The Grand Lisboa, with 240 tables and 485 slots, is the first in a series of major new projects that will further swell supply this year. Also in the pipeline for 2007 are Las Vegas Sands' massive $2.3bn Venetian Macao, with 3,000 hotel rooms - Macao's current stock is about 12,000 rooms - 850 tables and 4,100 slots. The Sands Macao, opened in 2004, is currently the world's largest casino with 740 tables.
PBL-Melco, a joint venture pairing James Packer of Australia with Mr Ho's son Lawrence, and another partnership, involving MGM of the US and Mr Ho's daughter Pansy, will inaugurate Macao casino projects this year as well.
Growth in the industry has been driven by a large increase in tourists. Visitor arrivals went from 11.9m in 2003 to almost 22m last year - the vast majority from either mainland China or Hong Kong. The battle for Chinese gamblers' wallets - especially those belonging to
high-rolling VIP players who accounted for 60 per cent of industry revenues in the last quarter of 2006 - is intense. "The VIP business is the most important [segment]. It accounted for almost 70 per cent [of our revenues]," Mr Ho said at a press conference. "Other American operators [in Macao] rely more on the mass market. Our VIP business is better than theirs."

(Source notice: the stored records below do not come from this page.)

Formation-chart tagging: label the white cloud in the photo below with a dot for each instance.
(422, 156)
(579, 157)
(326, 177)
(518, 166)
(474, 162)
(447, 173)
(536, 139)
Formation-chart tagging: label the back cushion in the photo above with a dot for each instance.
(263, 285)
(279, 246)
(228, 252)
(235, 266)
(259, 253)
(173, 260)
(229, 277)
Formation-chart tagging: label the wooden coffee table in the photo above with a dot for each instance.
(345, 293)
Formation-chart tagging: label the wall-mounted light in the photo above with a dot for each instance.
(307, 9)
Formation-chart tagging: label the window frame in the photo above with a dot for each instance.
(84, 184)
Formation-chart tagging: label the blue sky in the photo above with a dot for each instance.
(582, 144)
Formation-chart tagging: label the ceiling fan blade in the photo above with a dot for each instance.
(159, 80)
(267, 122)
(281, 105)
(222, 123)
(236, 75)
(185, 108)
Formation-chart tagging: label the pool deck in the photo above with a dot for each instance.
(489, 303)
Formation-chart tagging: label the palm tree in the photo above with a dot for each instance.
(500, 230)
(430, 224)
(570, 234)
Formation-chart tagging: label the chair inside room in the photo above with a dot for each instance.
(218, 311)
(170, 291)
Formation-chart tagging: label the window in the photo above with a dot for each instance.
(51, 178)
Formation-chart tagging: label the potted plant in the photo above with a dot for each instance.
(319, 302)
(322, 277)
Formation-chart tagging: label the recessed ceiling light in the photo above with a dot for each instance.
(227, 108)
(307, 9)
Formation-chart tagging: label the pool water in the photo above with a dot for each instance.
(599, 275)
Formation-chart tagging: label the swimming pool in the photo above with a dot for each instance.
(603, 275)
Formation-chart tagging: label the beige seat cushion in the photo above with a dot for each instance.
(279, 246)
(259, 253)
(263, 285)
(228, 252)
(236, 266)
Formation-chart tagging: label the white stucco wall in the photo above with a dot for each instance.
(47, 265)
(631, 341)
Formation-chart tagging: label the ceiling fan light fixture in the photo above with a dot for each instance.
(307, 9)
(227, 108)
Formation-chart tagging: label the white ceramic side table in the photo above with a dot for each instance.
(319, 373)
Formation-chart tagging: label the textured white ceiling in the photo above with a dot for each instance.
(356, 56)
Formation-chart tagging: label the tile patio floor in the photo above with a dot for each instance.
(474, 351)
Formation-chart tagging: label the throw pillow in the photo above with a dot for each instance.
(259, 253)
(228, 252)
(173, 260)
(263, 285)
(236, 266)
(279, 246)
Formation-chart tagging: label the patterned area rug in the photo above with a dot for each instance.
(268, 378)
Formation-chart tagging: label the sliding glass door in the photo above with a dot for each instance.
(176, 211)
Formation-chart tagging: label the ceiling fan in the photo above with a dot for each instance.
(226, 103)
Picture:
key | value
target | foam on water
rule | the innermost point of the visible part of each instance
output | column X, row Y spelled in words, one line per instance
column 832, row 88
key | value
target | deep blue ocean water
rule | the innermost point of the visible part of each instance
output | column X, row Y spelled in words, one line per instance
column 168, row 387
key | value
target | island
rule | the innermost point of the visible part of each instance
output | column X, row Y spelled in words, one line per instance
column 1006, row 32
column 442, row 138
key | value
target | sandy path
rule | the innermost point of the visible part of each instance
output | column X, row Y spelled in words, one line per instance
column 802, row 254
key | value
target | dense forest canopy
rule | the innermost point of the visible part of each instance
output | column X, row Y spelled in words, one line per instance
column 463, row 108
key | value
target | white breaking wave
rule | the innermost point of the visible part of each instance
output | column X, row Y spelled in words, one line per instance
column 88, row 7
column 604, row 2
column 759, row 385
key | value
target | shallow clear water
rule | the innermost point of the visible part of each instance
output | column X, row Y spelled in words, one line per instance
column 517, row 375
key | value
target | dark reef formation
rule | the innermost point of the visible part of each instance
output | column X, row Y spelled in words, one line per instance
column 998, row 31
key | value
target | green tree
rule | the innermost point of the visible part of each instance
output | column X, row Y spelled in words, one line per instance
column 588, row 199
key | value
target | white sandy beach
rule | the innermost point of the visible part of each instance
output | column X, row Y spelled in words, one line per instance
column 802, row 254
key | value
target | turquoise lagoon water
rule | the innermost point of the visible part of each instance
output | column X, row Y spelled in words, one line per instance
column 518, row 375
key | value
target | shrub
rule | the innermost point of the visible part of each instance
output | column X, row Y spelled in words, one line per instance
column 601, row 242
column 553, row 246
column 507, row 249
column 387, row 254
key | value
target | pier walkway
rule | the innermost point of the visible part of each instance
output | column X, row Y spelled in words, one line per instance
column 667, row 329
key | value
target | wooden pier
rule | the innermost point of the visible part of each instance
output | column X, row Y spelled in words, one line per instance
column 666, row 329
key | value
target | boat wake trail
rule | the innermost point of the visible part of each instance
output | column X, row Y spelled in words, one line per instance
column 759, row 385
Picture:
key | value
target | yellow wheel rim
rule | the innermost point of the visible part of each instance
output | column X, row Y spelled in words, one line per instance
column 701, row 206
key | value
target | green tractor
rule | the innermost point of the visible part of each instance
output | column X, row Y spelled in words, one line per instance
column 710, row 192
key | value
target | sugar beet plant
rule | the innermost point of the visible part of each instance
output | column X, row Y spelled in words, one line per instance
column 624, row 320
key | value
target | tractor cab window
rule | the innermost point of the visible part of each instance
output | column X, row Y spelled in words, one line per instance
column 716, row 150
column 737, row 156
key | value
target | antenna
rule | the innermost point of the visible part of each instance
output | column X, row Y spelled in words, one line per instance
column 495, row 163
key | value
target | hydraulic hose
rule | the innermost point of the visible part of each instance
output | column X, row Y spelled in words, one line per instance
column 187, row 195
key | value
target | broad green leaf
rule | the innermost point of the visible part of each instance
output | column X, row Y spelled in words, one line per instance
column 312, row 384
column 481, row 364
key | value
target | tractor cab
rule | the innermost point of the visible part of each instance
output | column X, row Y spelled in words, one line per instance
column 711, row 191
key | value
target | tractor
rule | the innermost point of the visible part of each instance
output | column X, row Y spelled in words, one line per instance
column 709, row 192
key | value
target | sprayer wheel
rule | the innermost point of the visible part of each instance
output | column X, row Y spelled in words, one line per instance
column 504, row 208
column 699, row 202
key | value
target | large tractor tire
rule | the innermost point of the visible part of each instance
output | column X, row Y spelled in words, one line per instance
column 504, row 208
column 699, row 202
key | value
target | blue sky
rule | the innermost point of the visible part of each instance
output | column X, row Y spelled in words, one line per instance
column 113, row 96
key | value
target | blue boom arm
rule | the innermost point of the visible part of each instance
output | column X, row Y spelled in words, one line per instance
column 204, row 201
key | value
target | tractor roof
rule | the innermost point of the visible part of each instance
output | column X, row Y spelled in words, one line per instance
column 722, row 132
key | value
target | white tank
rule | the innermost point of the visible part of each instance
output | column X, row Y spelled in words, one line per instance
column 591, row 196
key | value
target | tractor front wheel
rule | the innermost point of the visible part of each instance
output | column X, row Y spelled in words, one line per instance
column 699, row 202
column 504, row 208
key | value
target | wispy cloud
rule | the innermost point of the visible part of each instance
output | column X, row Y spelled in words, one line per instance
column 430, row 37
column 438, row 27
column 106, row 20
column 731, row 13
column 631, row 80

Last August Mr Ho and Sheldon Adelson, chairman of Las Vegas Sands, engaged in a war of words. After the Macao incumbent had complained that allegedly unfair competition was hurting his VIP room operators, his US rival advised him: "If you can't stand the heat, get out of the kitchen." The rare public outburst conveniently - some say deliberately - stole limelight from Steve Wynn, who was preparing to open the Wynn Macau.
The stage has thus been set in Macao for a rare east-west clash, pitting Mr Ho and Lui Che-woo, a Hong Kong-based
construction materials and
property tycoon, against the likes of Mr Adelson and Mr Wynn.
While the Americans
brag that they build better casinos, Mr Ho and Mr Lui claim a cultural understanding and affinity with the market that they hope will prove decisive. "We are the only gaming concessionaire whose roots lie deep in Macao," Mr Ho boasted yesterday. "It is the place we call home."
"The majority of our clientele here are Chinese. We have to cater to their tastes," said Francis Lui, Mr Lui's eldest son and vice-chairman of Galaxy Entertainment, in an interview with the Financial Times. "We are not a transplanted vehicle from Las Vegas," said Anthony Carter, Galaxy's chief executive. "We are a Hong Kong Chinese operation targeting the largest market in the world."